Nach diesem Brocken fühlt man sich bereits, als hätte man ein komplettes Konzert hinter sich – schade nur, dass noch rund 156 Minuten folgen. Der Arena scheint's zu gefallen. Nach LaBries kurzer Ansage, dass an diesem Abend eine DVD mitläuft, brüllt das Publikum erwartungsgemäß euphorisch zurück.

"Overture 1928" jammt sich danach weiter durchs Set. Freunde gepflegter Gitarrenfrickelei fühlen sich spätestens hier zu Hause, alle anderen eher im falschen Film. "Strange Déjà Vu" zieht die Härteschraube wieder an, und am Sound gibt's wirklich rein gar nichts zu meckern: sauber getrennte Instrumente, ordentlich Wucht, Publikum nur dort, wo's dramaturgisch passt.

Bei "The Mirror" darf man in den ersten Sekunden kurz denken, man sei versehentlich auf einem Pantera-Gig gelandet, ehe LaBrie einen wieder zurück in die Dream Theater-Realität schickt. Vier Songs geschafft – bei manch anderen Bands wäre das schon die komplette Show.

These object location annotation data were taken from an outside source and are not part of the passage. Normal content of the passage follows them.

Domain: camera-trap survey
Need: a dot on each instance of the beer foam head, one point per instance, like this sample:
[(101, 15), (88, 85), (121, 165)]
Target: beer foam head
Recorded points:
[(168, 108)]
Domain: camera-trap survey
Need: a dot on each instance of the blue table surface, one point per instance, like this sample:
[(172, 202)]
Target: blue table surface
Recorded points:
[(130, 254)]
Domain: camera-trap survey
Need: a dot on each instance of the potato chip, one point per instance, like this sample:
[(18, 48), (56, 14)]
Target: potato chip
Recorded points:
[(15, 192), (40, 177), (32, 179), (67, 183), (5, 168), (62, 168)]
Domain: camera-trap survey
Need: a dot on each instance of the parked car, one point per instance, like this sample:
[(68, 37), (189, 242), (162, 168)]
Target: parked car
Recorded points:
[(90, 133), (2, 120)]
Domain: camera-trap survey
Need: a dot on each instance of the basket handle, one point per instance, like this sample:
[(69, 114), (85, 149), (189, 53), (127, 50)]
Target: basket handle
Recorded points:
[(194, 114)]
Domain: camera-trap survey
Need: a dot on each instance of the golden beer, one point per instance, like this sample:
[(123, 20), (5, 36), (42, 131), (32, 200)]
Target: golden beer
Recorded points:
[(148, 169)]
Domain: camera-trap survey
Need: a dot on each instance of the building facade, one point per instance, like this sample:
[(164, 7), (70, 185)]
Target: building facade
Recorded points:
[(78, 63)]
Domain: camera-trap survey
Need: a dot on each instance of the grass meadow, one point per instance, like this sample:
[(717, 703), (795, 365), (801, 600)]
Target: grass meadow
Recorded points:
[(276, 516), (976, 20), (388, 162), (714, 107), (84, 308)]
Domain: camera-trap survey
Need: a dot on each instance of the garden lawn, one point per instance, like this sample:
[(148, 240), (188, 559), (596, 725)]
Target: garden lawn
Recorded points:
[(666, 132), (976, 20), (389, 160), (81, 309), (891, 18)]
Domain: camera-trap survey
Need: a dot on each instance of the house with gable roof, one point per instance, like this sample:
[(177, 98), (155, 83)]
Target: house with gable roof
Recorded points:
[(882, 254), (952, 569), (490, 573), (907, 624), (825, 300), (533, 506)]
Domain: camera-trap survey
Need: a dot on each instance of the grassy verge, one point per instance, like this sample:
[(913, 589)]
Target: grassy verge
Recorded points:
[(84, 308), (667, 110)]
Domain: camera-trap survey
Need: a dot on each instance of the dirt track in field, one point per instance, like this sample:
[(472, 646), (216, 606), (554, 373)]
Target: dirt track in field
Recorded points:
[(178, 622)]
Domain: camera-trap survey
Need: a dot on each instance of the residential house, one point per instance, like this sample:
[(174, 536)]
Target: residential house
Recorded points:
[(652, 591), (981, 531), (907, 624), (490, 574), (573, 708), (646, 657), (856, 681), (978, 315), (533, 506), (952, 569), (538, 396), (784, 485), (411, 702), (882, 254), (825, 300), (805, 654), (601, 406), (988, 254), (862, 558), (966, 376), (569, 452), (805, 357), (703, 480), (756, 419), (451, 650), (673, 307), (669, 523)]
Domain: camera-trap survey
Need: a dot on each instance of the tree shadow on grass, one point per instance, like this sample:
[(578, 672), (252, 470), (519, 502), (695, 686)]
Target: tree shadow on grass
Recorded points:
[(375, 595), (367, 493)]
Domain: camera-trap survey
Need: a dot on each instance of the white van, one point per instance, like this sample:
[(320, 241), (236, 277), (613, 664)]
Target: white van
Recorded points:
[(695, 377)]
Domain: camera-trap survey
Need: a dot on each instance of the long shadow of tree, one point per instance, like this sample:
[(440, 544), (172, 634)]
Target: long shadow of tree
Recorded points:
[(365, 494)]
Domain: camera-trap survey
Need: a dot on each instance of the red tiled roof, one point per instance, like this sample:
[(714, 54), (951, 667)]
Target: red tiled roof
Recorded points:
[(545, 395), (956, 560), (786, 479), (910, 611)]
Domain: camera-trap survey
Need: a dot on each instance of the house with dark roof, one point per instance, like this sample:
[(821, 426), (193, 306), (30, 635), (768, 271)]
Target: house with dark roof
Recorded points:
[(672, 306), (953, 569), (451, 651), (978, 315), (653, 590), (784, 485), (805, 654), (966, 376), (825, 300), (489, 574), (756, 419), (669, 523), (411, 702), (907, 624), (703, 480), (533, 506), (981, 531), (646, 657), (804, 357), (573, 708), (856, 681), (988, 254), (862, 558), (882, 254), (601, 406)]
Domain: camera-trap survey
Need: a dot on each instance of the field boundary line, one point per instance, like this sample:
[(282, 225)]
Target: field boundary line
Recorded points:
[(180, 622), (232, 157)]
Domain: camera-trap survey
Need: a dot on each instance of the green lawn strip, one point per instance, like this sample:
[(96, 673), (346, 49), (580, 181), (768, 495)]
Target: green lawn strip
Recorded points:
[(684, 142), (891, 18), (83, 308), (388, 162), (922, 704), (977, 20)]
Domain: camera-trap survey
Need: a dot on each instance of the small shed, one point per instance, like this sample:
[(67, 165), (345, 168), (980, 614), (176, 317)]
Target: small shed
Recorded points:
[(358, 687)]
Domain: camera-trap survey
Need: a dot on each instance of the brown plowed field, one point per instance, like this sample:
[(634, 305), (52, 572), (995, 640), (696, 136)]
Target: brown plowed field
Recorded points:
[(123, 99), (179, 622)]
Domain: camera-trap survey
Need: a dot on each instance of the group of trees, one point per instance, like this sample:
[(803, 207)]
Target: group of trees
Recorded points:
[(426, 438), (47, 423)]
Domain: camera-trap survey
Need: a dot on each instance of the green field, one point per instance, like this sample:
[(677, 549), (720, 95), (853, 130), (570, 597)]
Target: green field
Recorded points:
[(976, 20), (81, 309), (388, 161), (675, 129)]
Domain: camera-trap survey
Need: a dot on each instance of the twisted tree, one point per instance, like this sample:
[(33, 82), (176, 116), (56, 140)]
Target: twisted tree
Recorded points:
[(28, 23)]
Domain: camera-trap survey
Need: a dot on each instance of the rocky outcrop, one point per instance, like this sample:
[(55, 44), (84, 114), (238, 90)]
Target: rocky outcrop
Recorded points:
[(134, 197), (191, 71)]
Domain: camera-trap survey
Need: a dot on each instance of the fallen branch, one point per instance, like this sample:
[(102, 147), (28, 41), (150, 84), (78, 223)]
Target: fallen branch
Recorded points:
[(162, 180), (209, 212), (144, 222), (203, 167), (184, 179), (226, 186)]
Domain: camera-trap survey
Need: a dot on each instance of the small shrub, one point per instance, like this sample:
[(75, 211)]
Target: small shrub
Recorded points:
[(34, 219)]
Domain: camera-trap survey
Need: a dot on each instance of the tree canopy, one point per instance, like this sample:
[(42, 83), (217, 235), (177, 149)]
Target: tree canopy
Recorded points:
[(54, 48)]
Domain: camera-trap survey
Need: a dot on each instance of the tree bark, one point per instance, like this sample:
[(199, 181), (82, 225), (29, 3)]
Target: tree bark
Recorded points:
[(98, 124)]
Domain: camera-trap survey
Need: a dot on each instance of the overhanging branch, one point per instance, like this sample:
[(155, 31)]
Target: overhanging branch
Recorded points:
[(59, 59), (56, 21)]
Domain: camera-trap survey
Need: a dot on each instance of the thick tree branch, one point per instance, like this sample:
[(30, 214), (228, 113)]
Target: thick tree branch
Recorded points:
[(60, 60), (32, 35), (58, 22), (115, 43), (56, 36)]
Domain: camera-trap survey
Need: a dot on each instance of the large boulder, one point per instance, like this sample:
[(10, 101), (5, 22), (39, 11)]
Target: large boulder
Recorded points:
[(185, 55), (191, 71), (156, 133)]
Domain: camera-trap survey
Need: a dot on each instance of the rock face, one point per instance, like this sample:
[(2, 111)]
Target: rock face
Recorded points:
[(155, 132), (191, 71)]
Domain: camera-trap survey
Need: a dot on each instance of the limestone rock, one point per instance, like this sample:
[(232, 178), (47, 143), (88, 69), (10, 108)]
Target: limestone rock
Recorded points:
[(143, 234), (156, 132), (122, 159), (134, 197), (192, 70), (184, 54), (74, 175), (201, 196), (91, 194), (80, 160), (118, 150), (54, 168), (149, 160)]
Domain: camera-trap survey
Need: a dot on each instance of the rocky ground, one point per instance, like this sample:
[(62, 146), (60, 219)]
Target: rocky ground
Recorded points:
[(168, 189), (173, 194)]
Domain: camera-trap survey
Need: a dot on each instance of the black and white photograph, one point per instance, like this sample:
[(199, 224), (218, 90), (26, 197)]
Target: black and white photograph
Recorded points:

Mit "Panic Attack" signalisieren Dream Theater dann endgültig: Heute wird nichts ausgelassen. Alles, was je geschrieben wurde, soll offenbar in dieses Set geprügelt werden, egal wie wild es stilistisch durch die Jahrzehnte springt. "Barstool Warrior"? Gitarre ein paar Zentimeter höher, breitbeinig hinstellen, Solo um Solo abfeuern. "Sing along!", fordert LaBrie bei "Hollow Years". Nur scheint an diesem Abend niemand den Text zu kennen – oder der Chor ist einfach in der Albummischung verschwunden.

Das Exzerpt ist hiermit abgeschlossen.